A possível inclusão da tilápia na Lista Nacional Oficial de Espécies Exóticas Invasoras voltou a gerar preocupação entre produtores e empresários do setor aquícola brasileiro.

A proposta da Comissão Nacional de Biodiversidade (Conabio) deve ser analisada a partir desta quarta-feira (27) e reacendeu o debate sobre os impactos ambientais e econômicos envolvendo o peixe mais cultivado do Brasil.

Apesar da repercussão, o governo federal afirma que a medida não significa proibição do consumo ou do cultivo da tilápia no país.

A espécie é considerada “exótica” por não ser nativa do Brasil. Originária da África, mais especificamente da bacia do rio Nilo, ela recebeu o nome científico de Oreochromis niloticus, popularmente conhecida como Tilápia-do-Nilo.

Já a classificação como “invasora” ocorre porque o peixe tem sido encontrado em rios e ambientes naturais fora das áreas autorizadas de produção, causando desequilíbrios ambientais, segundo o Ministério do Meio Ambiente.

O temor dos produtores é que a inclusão na lista resulte em novas exigências ambientais, possíveis dificuldades para licenciamento e impactos nas exportações.
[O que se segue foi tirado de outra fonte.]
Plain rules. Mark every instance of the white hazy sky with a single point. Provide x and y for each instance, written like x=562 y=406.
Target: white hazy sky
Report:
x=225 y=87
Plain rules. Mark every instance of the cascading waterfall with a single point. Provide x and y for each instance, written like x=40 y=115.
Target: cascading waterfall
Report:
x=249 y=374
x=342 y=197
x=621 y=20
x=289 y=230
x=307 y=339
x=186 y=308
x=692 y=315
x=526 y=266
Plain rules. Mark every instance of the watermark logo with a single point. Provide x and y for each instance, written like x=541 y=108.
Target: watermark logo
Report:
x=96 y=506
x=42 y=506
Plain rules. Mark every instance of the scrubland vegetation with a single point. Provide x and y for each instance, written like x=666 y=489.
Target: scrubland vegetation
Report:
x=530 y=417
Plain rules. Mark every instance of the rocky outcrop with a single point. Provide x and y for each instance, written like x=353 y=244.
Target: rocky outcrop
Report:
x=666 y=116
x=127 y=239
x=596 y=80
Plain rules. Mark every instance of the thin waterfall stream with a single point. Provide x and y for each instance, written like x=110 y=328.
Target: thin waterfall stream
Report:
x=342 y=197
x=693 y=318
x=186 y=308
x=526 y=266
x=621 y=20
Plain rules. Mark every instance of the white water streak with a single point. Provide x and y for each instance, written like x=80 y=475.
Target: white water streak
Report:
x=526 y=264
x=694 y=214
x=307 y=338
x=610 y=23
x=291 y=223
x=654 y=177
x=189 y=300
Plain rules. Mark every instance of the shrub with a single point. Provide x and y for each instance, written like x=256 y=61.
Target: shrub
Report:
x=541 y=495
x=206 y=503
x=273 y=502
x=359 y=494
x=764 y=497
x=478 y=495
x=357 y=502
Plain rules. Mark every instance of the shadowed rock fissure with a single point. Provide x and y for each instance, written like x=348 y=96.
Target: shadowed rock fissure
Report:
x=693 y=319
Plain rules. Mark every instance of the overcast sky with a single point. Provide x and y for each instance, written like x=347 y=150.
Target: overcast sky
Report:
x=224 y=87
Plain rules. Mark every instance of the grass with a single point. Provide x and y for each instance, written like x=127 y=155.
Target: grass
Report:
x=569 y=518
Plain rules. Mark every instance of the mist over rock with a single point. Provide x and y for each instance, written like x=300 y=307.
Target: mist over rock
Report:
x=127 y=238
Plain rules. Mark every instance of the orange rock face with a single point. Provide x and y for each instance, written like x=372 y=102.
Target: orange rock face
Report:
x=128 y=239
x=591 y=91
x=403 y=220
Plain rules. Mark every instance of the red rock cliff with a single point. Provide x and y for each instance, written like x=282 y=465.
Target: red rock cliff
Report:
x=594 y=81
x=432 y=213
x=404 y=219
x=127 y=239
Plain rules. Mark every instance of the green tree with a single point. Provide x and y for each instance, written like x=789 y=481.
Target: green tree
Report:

Representantes do setor afirmam que a medida pode encarecer a produção e gerar insegurança para milhares de produtores que dependem economicamente da atividade.

O diretor executivo da Associação Brasileira das Indústrias de Pescado (Abipesca), Jairo Gund, demonstrou preocupação com possíveis barreiras futuras impostas pelo Ibama.

O tema também provocou divergências dentro do próprio governo federal. Enquanto o Ministério do Meio Ambiente defende a classificação por questões ambientais, os ministérios da Agricultura e da Pesca avaliam que a decisão pode prejudicar o setor produtivo.

A diretora do Departamento de Aquicultura em Águas da União, Juliana Lopes da Silva, chegou a afirmar que comparar tilápia com outras espécies invasoras, como o javali, seria uma medida desproporcional.

Mesmo diante da polêmica, o Ministério do Meio Ambiente reforçou que a lista funciona principalmente como referência técnica para políticas públicas e ações de controle ambiental, sem determinar automaticamente o fim do cultivo da espécie no Brasil.

Enquanto isso, produtores acompanham o caso com atenção, temendo impactos em um mercado que movimenta bilhões de reais e faz da tilápia um dos peixes mais consumidos pelos brasileiros.